Maybe it was a mark of progress that she no longer vomited, but just felt dizzy. She sat, head bowed low, trying to ease out her breathing until the room stopped spinning. No tears, though. At times she thought she’d cried out all the tears her body could possibly hold. It had been months since she’d cried. Not because she didn’t want to but because tears wouldn’t come. The tears had dried up inside her, just like all the other emotions. Now she felt as dry and shriveled as a husk of corn. Most days she was surprised the wind didn’t just carry her away, she felt so insubstantial.

She wasn’t here. She was a ghost. She had already died only her body hadn’t noticed yet.

The only thing that told her she wasn’t actually dead were those flashes of heat when she was near Joe Harris. He seemed such a nice man, but she didn’t dare tell him he reminded her that she wasn’t dead.

It sounded so weird, so incredibly neurotic. Yes, she’d lost her family. But he’d been blown up. In battle. Her own physical injuries paled next to his. Her spirit had broken, not her bones.
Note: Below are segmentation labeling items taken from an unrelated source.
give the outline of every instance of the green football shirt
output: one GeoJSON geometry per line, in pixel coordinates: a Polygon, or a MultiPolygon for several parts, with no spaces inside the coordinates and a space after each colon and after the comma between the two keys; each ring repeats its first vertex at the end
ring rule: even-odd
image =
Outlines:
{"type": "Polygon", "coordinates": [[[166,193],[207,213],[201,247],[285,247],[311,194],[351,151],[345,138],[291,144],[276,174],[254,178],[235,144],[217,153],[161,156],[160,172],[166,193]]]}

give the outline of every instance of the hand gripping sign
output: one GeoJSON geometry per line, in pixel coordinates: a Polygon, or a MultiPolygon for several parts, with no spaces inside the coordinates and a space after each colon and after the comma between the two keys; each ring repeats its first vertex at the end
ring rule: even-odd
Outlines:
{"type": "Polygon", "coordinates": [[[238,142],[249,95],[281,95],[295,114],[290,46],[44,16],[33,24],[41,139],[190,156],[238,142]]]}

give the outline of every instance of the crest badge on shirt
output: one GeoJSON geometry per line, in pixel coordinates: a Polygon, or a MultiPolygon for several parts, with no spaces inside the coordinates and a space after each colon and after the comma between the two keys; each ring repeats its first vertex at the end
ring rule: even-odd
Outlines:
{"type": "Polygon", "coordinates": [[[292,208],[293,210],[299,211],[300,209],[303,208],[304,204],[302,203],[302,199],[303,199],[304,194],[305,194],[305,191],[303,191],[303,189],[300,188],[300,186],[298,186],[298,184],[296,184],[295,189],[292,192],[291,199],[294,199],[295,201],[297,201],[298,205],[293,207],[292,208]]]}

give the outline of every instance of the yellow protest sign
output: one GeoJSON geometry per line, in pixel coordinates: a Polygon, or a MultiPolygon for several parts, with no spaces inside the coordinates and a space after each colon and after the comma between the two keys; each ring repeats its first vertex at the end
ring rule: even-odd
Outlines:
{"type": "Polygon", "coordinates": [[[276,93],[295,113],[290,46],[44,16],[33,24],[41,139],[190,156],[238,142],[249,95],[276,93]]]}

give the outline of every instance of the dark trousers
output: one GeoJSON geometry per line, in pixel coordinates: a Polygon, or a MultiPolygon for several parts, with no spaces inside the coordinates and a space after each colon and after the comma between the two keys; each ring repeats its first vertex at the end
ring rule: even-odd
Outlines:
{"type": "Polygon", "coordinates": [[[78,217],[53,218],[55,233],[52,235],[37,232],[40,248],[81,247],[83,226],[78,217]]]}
His spirit hadn’t broken at all.

Who knew if Joe would or even could understand that? He seemed so...straightforward. So sane. He’d probably had a Putting Joe Harris Back Together Program going the instant he woke up after the explosion. Yeah, that sounded like him. He probably had some kind of timetable for recovery, and was moving ahead with it, step-by-step.

Get wounded, do rehab, get better.

Whereas she was still mired back at step one. Lose family. She’d never really gotten beyond that in any way. Every night when her nightmares woke her up, she felt the pain of their deaths every bit as keenly as when she’d woken up in the hospital and the nurse had given her the news. She relived that, night after night after night, in some hellish endless loop, but was never able to remember anything else in the morning, only grief and horror and terror.